India ascend as spin afflicted Kangaroos totter
Reputation can be a deceitful seductress. Often, it is heftier than the fact of which it is a projection. Last Monday, Australia painstakingly discovered this when at the hands of India, it received one of its most ruthless and comprehensive drubbing in recent times. England had won a series 2-1 in India after being on …
Reputation can be a deceitful seductress. Often, it is heftier than the fact of which it is a projection. Last Monday, Australia painstakingly discovered this when at the hands of India, it received one of its most ruthless and comprehensive drubbing in recent times.
England had won a series 2-1 in India after being on the disadvantage, having lost the first Test to the spin demon. After the end of the series though, the perceived devastation of India was so much that Dhoni was asked the question as to whether this was the lowest India had plummeted to. Yes, it was a shameful moment for a team which had been demolished 8-0 in foreign lands before this, and had failed miserably in delivering on the expectations to rebound in its own den.
India was now a vulnerable team, which had developed a ‘reputation’ of being susceptible to injury of even the slightest of magnitudes. Australia, meanwhile, were trampling Sri Lanka over. The misplaced confidence from that win, coupled with India’s indigent reputation, made Clarke’s men believe they could flourish.
But the team – which found its four players guilty of not doing their homework – had itself procrastinated much before the series started. Australia came grossly unprepared. It is one thing to not be in form; completely another to look like a fish out of water when spin comes speeding in your way.
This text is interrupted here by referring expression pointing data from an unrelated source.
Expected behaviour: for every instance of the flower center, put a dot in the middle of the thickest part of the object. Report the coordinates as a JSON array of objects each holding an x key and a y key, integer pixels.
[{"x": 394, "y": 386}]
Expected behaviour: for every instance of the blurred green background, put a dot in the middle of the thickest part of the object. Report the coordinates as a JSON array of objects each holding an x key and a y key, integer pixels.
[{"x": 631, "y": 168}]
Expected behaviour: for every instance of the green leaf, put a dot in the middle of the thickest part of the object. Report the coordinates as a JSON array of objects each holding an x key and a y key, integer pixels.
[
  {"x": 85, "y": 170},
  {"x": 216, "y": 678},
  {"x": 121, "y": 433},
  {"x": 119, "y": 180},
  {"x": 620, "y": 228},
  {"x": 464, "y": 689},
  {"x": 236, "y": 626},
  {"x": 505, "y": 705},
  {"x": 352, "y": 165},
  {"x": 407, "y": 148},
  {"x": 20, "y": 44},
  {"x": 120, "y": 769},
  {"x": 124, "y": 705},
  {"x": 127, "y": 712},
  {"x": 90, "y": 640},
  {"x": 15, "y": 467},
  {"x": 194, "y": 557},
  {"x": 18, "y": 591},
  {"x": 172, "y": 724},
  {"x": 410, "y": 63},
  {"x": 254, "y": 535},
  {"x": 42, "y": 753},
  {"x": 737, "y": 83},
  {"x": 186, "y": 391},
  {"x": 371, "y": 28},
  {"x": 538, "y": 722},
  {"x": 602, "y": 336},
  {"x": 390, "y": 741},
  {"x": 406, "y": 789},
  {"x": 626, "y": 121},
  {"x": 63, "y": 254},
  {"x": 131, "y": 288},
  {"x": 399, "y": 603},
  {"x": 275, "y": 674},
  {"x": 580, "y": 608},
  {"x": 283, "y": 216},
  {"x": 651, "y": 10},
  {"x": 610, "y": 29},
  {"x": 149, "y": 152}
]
Other than Clarke, and to some extent Cowan, the kangaroo batsmen have been at odds while facing spin.
England’s fortunes took a swing only when Monty Panesar arrived on the scene and Pietersen came up with a gutsy knock in Mumbai. Add to this the fact that they had two in-form world class spinners in Swann and Panesar. Australia has none. In fact, their current spin attack is so sterile that some of India’s first class spinners may walk straight into this Australian team. The only one who seemed like gaining some ground – Nathan Lyon – was undone by his strange omission in the second Test. The less spoken about Doherty the better. He does surprise with sporadic stinging deliveries, teasing the edges alarmingly. Primarily, though, he remains a restrictive spinner. Keeping this tour in view, Australians should have scouted for and groomed better tweakers in the country. Even Clarke, had he bowled, might have fared better.
Where Australia hasn’t had one genuinely hissing spinner, India enjoyed the luxury of three spin bazookas. Ravindra Jadeja, as a bowler, has been quite a revelation. He would be my name if any nominations were had for the best bowler from either side. At all tide turning junctures, he was the protagonist for his team. Getting Clarke five out of six times, after all, is some feat. Bhuvaneshwar Kumar, too, has been contributing his bit. It was his bursting spell in the second innings of the third Test match that put India on course to push for a win.
This performance by Dhoni’s men should be an elixir to a team which not very long ago seemed to be dying a slow death. The current bunch, for sure, is in a gross rebuilding phase, and more than the result, India would be happy at how some blanks have been suitably filled throughout the series. There are some answers now to the openers’ dilemma and the No.7 vacancy. Dhoni’s promotion to No.6 is a wisely thought out move that gives him more time and better batsmen as partners to express himself. Critically, Dhoni’s men have wrested back the initiative every time Australia seemed close to getting to a safety net. That speaks tonnes of this current team’s humongous hunger to win at all costs.
Contrary to Australia, India came prepared, determined to gain lost pride. Ashwin worked with his coach, the result of which was a classic and questioning display of off spin all throughout the series (minus the distracting frequent variations). Tendulkar had been toiling hard in the domestic tournaments. His two consecutive sixes of Lyon signalled India’s resurgence. And in Kohli’s own words, he (Kohli) took time away from the game to get his focus back. Perhaps the humiliation at the hands of the English had spurred the Indians to knock at all doors in order to salvage some self esteem.
Australia doesn’t have much to play for in Delhi. Their resources do wear a more competent look from the bunch that was available for selection during the third Test. However, even a draw at this stage might prove a soothing balm given the abysmal show on display till now. Clarke’s back problem couldn’t have come at a worse time. India, meanwhile, should take care not to get complacent, having tasted a comprehensive success of such magnitude after a long time. A 4-0 score line over an Australian team is more charming than a 3-0 any day. Crucially, clean sweeping the series would be a boost to the killer instinct that this team, at various points, has shown palpable signs of.